寝床の一つが何だ、ミシェルは毛布の中で先程のシュージンの言葉を思い返し呟く。
「分かり合う、か。シュージン、お前は帝国とは分かり合えないと思ったから剣を取ったのか?」
折り合いをつけるという言葉、しかしながらシュージンは獣人達のために援助をした。
他人の問題には踏み込み過ぎない、だが困っている者には手を差し伸べる。そして、助けた相手に自分が欲しいもの交渉する。それが折り合い。その行動は善意か、はたまた打算からくるものなのかミシェルは気になった。

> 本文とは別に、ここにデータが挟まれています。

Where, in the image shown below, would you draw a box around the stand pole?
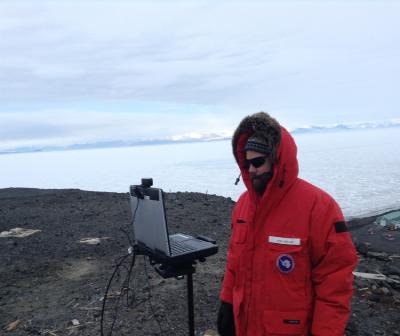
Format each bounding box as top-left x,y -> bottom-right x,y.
186,272 -> 194,336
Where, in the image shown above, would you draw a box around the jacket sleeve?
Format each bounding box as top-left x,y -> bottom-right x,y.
311,194 -> 358,336
220,195 -> 244,303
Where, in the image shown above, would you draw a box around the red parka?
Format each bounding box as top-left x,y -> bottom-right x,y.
220,117 -> 357,336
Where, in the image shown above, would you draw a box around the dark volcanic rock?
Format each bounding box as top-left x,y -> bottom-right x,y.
0,188 -> 400,336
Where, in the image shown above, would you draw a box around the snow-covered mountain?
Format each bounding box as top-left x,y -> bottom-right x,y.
0,119 -> 400,154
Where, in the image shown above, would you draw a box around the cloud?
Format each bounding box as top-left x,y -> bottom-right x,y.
0,1 -> 400,148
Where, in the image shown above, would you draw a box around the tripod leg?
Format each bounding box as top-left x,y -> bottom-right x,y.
186,273 -> 194,336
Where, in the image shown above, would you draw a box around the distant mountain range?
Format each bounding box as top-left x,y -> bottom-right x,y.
290,119 -> 400,134
0,119 -> 400,154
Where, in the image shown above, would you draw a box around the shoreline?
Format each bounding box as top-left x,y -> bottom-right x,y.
0,187 -> 400,222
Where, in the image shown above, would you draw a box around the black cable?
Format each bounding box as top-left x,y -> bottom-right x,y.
100,253 -> 131,336
143,256 -> 164,335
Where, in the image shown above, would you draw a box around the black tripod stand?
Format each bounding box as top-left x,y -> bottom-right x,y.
136,247 -> 209,336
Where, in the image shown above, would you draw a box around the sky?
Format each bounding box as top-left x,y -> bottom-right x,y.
0,0 -> 400,149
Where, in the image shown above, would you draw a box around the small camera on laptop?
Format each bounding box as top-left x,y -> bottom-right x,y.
129,177 -> 158,199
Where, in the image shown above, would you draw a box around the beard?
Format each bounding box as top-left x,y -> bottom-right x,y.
250,171 -> 273,195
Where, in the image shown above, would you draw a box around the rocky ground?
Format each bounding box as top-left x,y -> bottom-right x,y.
0,189 -> 400,336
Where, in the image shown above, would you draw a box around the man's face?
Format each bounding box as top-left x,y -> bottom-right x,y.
246,150 -> 272,194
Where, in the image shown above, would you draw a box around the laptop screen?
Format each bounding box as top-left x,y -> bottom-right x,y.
131,186 -> 171,256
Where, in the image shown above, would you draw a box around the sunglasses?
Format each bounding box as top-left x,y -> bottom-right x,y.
245,156 -> 267,169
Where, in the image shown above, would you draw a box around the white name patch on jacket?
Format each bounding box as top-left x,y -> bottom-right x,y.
268,236 -> 301,245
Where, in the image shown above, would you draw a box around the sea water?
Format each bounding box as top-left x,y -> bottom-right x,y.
0,128 -> 400,217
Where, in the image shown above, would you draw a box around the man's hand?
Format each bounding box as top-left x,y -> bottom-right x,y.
217,301 -> 235,336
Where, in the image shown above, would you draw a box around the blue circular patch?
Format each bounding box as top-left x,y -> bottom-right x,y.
276,254 -> 294,273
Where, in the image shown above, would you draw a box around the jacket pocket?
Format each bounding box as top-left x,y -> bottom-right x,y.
265,239 -> 311,300
232,221 -> 249,244
263,310 -> 308,336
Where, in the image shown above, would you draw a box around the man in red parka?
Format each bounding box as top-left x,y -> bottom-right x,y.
218,112 -> 357,336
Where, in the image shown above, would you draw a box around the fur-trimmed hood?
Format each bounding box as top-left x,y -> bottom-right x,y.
232,112 -> 298,201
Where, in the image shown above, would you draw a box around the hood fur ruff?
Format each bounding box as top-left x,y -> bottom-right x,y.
232,112 -> 299,197
232,112 -> 281,166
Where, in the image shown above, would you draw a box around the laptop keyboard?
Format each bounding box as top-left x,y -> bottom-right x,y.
170,240 -> 196,255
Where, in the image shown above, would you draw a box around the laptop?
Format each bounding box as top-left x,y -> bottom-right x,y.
130,185 -> 218,263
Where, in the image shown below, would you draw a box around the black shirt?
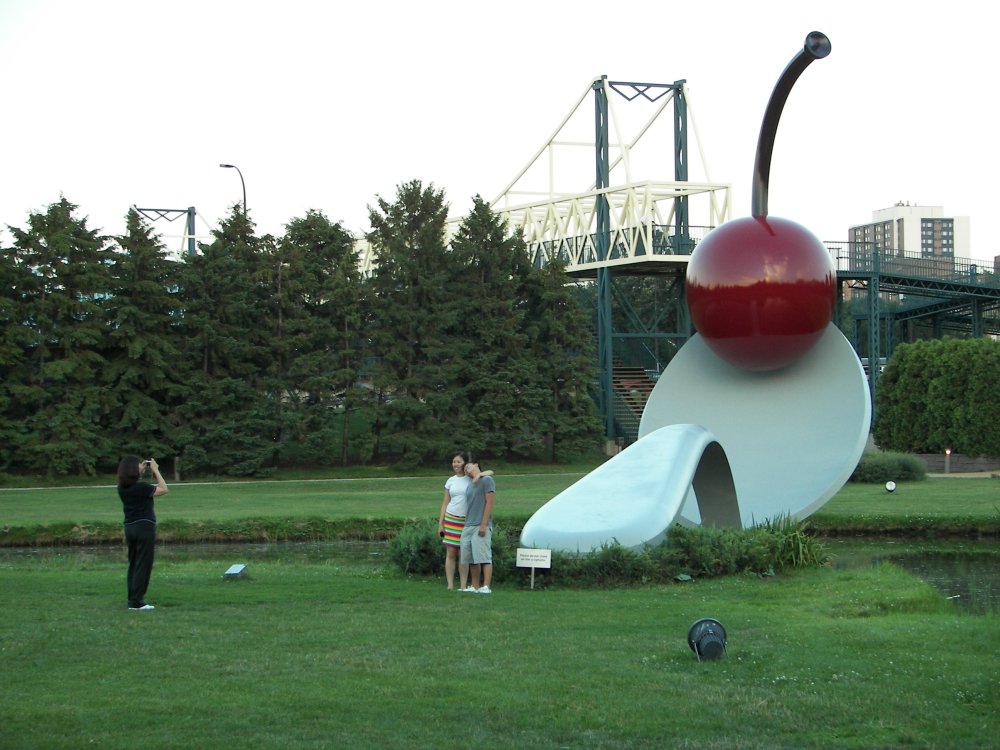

もし、シュージンが善意の行動をとる心優しい人間ならば、帝国との戦いは何を思って行なっているのか。それをシュージンから聞きたかった。
「シュージン、お前はどういう人間なんだ?」
「・・・。」
「寝たのか?」
シュージンに問うが答えは返ってこない。
「寝付きのいいやつだ、私も寝るか・・・。」
目を閉じミシェルは寝ようとする。
(分かり合う、もしかしたら、いつしか私がお前のことを全て知れる日が来るのだろうか?)
恐ろしくもあり優しくもある。強くて女々しく矛盾の塊、まるで名状しがたい不思議な男のことを瞼の裏に思い浮かべる。
しかし、矛盾男に気を取られ、ミシェルはあることを忘れている。
(ん?)
ミシェルは人の気配を感じ、うっすら目を開けると・・・。
光る青い瞳が覗いていた。
「ナイトメア・・・松野・・・」
その瞳の青の光に吸い込まれるようにミシェルはがっくりと意識を失った。